SASSARI - «Aiutateci a ri-volare» chiedono quasi con veemenza, i giovani del Call-Center Volare, in stato d’agitazione ormai da svariati giorni. Dopo il clamore, che ha fatto seguito al “crollo” della compagnia aerea veneta e che è durato qualche settimana, il sipario è calato; anche sull’indotto di Volare Airlines. Tra le molte realtà, nate attorno al fenomeno delle compagnie a basso costo, vi era anche il Call-Center Volare a Predda Niedda, l’unico a soddisfare le esigenze della crescente clientela “Low-Cost”, e questo a livello nazionale e internazionale.
Questa struttura era diventata in pochi anni un piccolo miracolo della lotta alla disoccupazione. La MST, Multiservizi telematici, società sarda che per anni ha garantito prenotazioni, vendite e servizio clienti e di cui Volare detiene il 75% delle azioni, era arrivata ad avere ben oltre 100 dipendenti, la maggior parte laureati e con la conoscenza di almeno due lingue. «Molti di noi hanno fortemente creduto che quest’azienda potesse rappresentare il nostro futuro» dicono i dipendenti in attesa di risposte.
E, infatti, molti di questi giovani, convinti dall’apparente buon andamento del low-cost, hanno, così, deciso di investire i guadagni in progetti a lunga scadenza, spesso importanti, spesso veri e propri sogni di una vita. Poi è arrivata la doccia fredda: il tracollo della Volare Airlines.
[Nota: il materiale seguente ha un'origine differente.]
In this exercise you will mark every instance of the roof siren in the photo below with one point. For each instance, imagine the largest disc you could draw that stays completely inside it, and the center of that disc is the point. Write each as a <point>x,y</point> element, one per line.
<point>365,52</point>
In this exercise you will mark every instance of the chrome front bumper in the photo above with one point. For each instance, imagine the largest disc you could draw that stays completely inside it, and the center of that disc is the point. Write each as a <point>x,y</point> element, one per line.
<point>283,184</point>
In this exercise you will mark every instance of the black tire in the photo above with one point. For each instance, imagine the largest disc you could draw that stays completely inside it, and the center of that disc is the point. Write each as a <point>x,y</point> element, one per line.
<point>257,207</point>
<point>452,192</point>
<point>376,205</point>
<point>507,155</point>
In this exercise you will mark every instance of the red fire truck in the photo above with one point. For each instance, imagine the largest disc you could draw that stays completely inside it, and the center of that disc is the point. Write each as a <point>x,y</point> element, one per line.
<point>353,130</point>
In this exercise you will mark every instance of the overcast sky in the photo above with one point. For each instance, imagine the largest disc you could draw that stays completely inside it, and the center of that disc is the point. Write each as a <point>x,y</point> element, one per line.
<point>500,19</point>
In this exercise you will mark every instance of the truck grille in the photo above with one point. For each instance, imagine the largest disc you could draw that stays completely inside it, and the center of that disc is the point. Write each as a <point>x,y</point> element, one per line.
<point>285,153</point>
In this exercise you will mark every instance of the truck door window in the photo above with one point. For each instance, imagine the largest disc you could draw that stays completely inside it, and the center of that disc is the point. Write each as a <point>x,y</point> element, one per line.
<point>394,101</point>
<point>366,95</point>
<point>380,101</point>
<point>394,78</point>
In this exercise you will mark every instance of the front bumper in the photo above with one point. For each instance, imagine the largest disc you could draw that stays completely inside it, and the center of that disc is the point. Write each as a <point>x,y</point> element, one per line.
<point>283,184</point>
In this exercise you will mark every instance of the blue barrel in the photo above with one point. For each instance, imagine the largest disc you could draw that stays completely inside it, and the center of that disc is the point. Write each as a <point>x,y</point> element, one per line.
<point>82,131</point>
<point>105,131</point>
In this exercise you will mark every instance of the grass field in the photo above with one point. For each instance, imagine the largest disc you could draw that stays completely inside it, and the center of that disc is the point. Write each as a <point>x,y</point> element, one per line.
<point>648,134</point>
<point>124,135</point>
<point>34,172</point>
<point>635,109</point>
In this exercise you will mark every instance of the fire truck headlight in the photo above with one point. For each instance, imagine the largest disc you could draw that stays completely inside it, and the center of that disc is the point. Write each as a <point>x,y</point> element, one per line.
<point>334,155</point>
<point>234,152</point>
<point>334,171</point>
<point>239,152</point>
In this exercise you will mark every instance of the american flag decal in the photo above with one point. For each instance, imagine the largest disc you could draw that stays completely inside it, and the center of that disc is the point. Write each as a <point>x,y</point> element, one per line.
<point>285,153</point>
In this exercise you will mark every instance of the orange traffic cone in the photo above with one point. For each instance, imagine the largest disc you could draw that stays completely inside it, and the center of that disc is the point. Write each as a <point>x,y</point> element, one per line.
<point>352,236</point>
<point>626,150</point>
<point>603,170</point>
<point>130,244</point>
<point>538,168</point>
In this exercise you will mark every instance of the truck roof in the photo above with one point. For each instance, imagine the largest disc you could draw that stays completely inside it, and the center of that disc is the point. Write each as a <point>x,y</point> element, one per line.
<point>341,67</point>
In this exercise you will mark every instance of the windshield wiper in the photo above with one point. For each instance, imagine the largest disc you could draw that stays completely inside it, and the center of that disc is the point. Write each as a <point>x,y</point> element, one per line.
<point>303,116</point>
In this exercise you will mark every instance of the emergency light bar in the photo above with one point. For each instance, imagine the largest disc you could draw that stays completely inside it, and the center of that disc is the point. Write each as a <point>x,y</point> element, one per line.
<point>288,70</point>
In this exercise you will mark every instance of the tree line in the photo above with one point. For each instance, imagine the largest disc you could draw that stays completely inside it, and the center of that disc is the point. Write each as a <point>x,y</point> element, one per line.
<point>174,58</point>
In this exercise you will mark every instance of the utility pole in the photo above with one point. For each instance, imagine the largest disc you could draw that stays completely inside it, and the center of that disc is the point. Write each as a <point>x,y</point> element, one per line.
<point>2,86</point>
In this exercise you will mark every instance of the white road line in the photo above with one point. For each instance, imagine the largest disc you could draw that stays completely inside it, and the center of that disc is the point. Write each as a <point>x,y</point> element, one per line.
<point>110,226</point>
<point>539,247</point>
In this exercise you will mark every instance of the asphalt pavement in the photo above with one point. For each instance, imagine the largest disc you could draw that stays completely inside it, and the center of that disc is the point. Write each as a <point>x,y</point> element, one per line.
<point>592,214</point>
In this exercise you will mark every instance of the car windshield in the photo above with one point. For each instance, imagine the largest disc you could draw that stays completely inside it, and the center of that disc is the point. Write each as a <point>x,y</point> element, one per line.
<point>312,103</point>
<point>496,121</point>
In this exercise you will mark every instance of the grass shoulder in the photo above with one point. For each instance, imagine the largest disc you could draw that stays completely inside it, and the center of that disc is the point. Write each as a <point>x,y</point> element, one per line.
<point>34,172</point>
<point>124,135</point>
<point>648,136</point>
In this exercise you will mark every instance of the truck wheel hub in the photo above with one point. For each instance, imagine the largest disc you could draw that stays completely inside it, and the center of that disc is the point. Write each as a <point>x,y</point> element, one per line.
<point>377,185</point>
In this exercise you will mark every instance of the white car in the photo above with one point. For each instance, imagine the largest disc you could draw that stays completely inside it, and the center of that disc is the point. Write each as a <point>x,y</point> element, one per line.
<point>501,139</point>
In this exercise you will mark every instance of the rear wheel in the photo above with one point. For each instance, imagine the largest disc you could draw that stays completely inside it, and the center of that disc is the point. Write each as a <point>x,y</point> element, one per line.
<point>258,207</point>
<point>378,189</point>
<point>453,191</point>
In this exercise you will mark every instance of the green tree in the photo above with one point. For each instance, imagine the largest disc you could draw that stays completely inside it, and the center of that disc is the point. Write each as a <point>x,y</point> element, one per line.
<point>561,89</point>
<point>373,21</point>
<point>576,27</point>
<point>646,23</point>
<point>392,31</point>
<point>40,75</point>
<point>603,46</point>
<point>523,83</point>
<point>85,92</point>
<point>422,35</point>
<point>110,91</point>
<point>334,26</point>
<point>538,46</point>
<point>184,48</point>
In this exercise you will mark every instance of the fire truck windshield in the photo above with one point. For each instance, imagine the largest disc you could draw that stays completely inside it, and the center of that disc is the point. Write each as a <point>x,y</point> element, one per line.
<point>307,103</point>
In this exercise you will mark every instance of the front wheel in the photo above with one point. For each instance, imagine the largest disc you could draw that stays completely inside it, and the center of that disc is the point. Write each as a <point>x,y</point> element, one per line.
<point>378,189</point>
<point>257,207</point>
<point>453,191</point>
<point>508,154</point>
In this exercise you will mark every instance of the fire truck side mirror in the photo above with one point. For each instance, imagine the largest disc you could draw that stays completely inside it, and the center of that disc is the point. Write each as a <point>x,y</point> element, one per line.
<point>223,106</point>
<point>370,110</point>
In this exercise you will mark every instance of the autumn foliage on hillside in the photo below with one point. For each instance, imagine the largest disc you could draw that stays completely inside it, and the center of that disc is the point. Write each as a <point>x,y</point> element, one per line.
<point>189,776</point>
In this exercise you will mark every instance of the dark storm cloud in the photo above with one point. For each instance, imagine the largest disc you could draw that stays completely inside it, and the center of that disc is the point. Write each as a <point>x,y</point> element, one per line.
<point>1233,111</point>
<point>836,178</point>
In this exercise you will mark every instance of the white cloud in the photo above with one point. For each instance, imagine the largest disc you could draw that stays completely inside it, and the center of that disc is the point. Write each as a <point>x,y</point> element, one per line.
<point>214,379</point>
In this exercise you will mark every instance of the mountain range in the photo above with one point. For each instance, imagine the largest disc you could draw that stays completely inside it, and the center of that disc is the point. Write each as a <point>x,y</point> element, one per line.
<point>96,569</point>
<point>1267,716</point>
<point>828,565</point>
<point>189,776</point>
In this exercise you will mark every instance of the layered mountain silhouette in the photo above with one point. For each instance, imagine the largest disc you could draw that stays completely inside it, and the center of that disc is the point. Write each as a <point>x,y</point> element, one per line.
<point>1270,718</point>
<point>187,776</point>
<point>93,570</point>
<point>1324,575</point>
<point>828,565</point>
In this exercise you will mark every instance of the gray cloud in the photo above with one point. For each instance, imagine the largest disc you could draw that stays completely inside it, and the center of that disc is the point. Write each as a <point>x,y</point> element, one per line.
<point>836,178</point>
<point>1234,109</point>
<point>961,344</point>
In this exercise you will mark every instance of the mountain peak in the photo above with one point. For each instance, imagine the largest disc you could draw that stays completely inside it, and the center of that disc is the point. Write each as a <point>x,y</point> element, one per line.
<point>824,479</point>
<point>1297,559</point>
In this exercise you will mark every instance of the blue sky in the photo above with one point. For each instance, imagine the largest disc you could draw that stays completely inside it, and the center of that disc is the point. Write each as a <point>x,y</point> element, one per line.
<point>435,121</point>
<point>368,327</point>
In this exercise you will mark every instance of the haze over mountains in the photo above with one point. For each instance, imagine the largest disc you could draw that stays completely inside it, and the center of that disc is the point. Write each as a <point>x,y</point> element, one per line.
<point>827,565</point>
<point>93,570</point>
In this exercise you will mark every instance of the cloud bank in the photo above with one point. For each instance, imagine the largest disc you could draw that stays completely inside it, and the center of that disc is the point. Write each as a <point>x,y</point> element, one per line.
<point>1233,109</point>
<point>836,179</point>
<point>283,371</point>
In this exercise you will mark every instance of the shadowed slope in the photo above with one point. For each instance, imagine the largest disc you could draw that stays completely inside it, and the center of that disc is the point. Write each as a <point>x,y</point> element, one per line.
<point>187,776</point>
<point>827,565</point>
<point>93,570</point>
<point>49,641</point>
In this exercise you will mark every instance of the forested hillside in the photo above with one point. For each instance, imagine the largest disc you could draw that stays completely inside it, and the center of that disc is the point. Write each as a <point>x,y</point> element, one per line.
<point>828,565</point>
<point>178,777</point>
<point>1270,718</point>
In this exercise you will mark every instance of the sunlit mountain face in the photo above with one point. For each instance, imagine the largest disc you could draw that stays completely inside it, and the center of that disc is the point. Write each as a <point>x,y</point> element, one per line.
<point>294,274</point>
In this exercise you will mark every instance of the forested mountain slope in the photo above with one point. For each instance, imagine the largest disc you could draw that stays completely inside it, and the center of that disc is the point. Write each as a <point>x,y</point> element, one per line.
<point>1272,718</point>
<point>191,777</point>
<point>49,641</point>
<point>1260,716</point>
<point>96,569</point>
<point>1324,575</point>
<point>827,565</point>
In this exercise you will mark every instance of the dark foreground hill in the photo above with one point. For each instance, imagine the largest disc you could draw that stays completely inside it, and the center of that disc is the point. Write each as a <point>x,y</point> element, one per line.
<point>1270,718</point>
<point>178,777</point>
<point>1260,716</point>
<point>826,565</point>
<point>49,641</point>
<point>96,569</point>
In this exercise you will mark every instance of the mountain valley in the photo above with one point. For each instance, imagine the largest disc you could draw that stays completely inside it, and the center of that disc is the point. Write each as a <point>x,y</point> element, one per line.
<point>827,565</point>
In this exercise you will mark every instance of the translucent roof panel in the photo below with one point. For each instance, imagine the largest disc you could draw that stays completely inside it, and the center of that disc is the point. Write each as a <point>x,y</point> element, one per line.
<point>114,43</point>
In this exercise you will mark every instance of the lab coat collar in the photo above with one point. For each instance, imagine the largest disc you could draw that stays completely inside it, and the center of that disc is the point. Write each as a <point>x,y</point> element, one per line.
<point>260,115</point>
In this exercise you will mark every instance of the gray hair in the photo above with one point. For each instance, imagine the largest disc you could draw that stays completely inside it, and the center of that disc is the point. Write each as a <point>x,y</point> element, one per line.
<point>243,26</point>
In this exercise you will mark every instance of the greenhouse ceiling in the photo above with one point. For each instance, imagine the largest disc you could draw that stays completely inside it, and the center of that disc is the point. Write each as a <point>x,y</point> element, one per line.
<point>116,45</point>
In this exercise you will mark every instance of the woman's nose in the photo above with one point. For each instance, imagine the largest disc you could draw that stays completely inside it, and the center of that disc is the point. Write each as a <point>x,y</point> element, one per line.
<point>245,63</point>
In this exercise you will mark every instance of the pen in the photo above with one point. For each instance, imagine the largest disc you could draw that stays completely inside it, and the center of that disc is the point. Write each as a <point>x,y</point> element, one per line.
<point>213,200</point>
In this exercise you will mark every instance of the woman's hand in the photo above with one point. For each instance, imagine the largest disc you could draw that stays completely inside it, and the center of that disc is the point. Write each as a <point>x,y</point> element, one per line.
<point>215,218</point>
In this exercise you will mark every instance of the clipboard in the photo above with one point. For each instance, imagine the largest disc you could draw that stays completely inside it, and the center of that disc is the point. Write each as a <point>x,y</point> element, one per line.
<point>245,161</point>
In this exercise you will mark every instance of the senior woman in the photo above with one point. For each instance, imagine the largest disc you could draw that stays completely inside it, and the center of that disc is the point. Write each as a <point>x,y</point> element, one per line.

«Inizialmente abbiamo deciso di tacere, nell’attesa che le promesse di includerci nel piano di rilancio diventassero fatti concreti» così alcuni addetti della MST, che continuano, spiegando che da questo mese era prevista la cassa integrazione a zero ore, ma che, in effetti, nulla si è concretizzato. Si tratta di un provvedimento straordinario, per il quale lo Stato, nella fattispecie il Ministero del Welfare, ha già stanziato i fondi, necessari per garantire gli stipendi dei circa sessanta dipendenti con contratti ancora in corso. Ma dalle alte sfere –il commissario straordinario Rinaldini e l’attuale amministratore unico Sebasti– non vi sono ancora state risposte, sebbene la documentazione, attraverso la quale i lavoratori della MST potrebbero accedere alla Cassa Integrazione, sia già stata predisposta dal delegato di Sebasti ed ex amministratore delegato della MST, Deligia. Inoltre vi è il problema degli elevati crediti, che la MST vanta sulla Volare, fortemente in debito con la società di Predda Niedda.
Nonostante le numerose convocazioni da parte dei sindacati riuniti, Sebasti e Rinaldi non si sono mai presentati a Sassari. Pare addirittura che il primo adduca problemi di natura economica(!) per il trasferimento in Sardegna e che l’altro eviti accuratamente di rispondere, anche solo ai fax e ai messaggi su segreteria. «Non si esprimono, dimostrandoci così totale disinteresse». Un disinteresse che ha spazientito i sindacalisti, i quali avrebbero intenzione di presentare un esposto alla Procura della Repubblica per la mancata presenza alle convocazioni, in particolare di Rinaldi.
«Il nostro timore è che Volare non abbia più intenzione di inserirci nel piano di rilancio e questo nonostante anni di lavoro come unico ed efficiente Call-Center nazionale ed internazionale». Dalle parole dei dipendenti appare chiaro il timore di essere “tagliati fuori”. Ma al grave problema con la reticente Volare Airlines, s’aggiunge il rischio che questi giovani stanno correndo con l’altro cliente, i cosiddetti scissionisti della Volare, fondatori della Myair Airlines: «Abbiamo sopportato tre mesi di silenzio, continuando a lavorare con l’altro cliente della MST, la Myair Airlines. Ora abbiamo deciso di sollevare la testa; sappiamo tuttavia di rischiare grosso con la Myair, che potrebbe decidere di rompere il contratto di assistenza con la MST per cercare “Call-Center alternativi”e questo senza penali, visto lo stato di agitazione».
Ancora una volta si ripresenta il dilemma della precarietà e flessibilità: nel paese con la migliore costituzione di questo mondo vi è ancora la paura di protestare, come se scioperare fosse un privilegio e non un diritto, sancito e garantito dallo statuto dei lavoratori.
E ancora una volta dobbiamo raccontare di persone, che hanno atteso con pazienza, lavorando nonostante le aspettative deluse e alcuni sogni infranti, e che ora potrebbero dover anche mettere in conto un vergognoso disinteresse e una deplorevole mancanza di solidarietà.